# Prove that Associates Have the Same Norm

1. Aug 9, 2007

### Frillth

1. The problem statement, all variables and given/known data

I need to prove that any two quadratic integers that are associates must also have the same norm.

2. Relevant equations

If α = a + b√d, the norm of α is N(α) = a^2 - b^2*d.

If two quadratic integers α and β are associates, α divides β, β divides α, and α/β and β/α both equal some unit, although each may be equal to a different unit.

N(unit) = ±1

3. The attempt at a solution

This is what I've done so far:

α/β = ε
N(α/β) = N(ε)
N(α/β) = ±1
N(α)/N(β) = ±1
N(α) = ±N(β)

From here, I guess I need to show that it is impossible to have N(α) = -N(β), but I'm not sure how to do that. Any ideas?

Last edited: Aug 9, 2007
2. Sep 16, 2007

### Frillth

Sorry to go gravedigging here, but I just had a new idea. Is it even necessary that associates have the same norm?

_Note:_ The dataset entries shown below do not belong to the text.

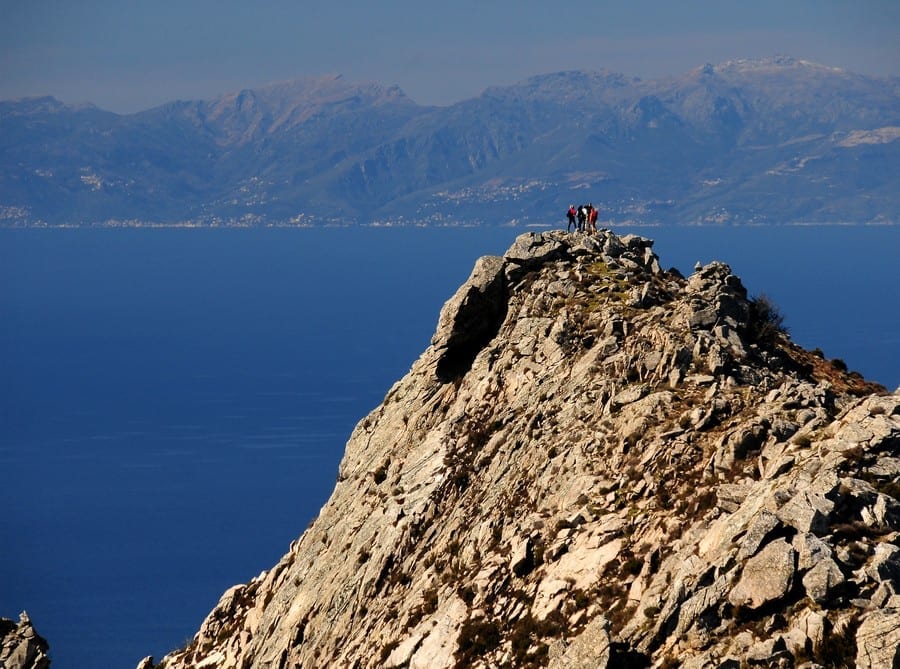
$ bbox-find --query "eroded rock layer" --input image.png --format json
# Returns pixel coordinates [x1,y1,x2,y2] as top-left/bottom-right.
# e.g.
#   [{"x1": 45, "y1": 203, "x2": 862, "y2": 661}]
[{"x1": 146, "y1": 231, "x2": 900, "y2": 669}]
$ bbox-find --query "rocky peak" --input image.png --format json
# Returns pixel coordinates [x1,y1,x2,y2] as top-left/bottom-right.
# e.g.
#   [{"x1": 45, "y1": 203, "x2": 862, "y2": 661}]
[
  {"x1": 0, "y1": 611, "x2": 50, "y2": 669},
  {"x1": 143, "y1": 230, "x2": 900, "y2": 669}
]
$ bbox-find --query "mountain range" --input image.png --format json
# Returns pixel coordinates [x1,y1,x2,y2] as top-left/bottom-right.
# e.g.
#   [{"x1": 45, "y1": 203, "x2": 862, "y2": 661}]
[{"x1": 0, "y1": 57, "x2": 900, "y2": 226}]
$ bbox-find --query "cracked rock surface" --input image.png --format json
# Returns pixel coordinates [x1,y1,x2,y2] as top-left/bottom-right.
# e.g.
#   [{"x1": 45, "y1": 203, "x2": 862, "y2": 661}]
[{"x1": 145, "y1": 231, "x2": 900, "y2": 669}]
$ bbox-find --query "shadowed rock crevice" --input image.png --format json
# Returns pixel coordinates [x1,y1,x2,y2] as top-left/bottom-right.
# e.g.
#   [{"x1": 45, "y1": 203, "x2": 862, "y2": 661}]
[
  {"x1": 432, "y1": 256, "x2": 507, "y2": 383},
  {"x1": 149, "y1": 230, "x2": 900, "y2": 669}
]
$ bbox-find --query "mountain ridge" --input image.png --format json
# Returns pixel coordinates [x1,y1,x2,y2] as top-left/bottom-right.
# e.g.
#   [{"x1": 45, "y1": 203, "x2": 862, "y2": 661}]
[
  {"x1": 135, "y1": 230, "x2": 900, "y2": 669},
  {"x1": 0, "y1": 57, "x2": 900, "y2": 225}
]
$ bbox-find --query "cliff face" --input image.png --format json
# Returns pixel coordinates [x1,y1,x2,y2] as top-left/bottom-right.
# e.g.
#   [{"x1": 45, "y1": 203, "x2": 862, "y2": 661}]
[
  {"x1": 0, "y1": 611, "x2": 50, "y2": 669},
  {"x1": 151, "y1": 231, "x2": 900, "y2": 669}
]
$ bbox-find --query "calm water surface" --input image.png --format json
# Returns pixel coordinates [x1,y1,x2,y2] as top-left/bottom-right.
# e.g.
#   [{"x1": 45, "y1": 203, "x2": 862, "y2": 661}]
[{"x1": 0, "y1": 227, "x2": 900, "y2": 669}]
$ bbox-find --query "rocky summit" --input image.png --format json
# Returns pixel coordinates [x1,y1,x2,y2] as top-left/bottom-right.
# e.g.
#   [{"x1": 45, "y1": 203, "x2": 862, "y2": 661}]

α and β are defined as associates if α = β*ε

Thus, we can take any quadratic integer α in any quadratic field that has units that have negative norms, and multiply α by some unit ε with a negative norm to get β. Then when we take the norm we have:

N(α) = N(β*ε)
N(α) = N(β)*N(ε)
N(α) = -N(β)

Is all of my logic here correct? Because if so, it seems I may have been trying to prove a statement that is actually false.

3. Sep 16, 2007

### HallsofIvy

Staff Emeritus
Can you actually find two such associates?

By the way, have you actually proved either $N(\alpha /\beta)= N(\alpha)/N(\beta)$ or $N(\alpha\beta)= N(\alpha)N(\beta)$?

4. Sep 19, 2007

### Frillth

In Q[sqrt(2)], 7 - 5*sqrt(2) has norm -1, which makes it a unit. I chose α = 2 + 2*sqrt(2) to test my initial assumption:

β = (2 + 2*sqrt(2))(7 - 5*sqrt(2))
β = -6 + 4*sqrt(2)

N(α) = -4
N(β) = 4

Did I do something wrong, or did I prove that my original assumption was incorrect?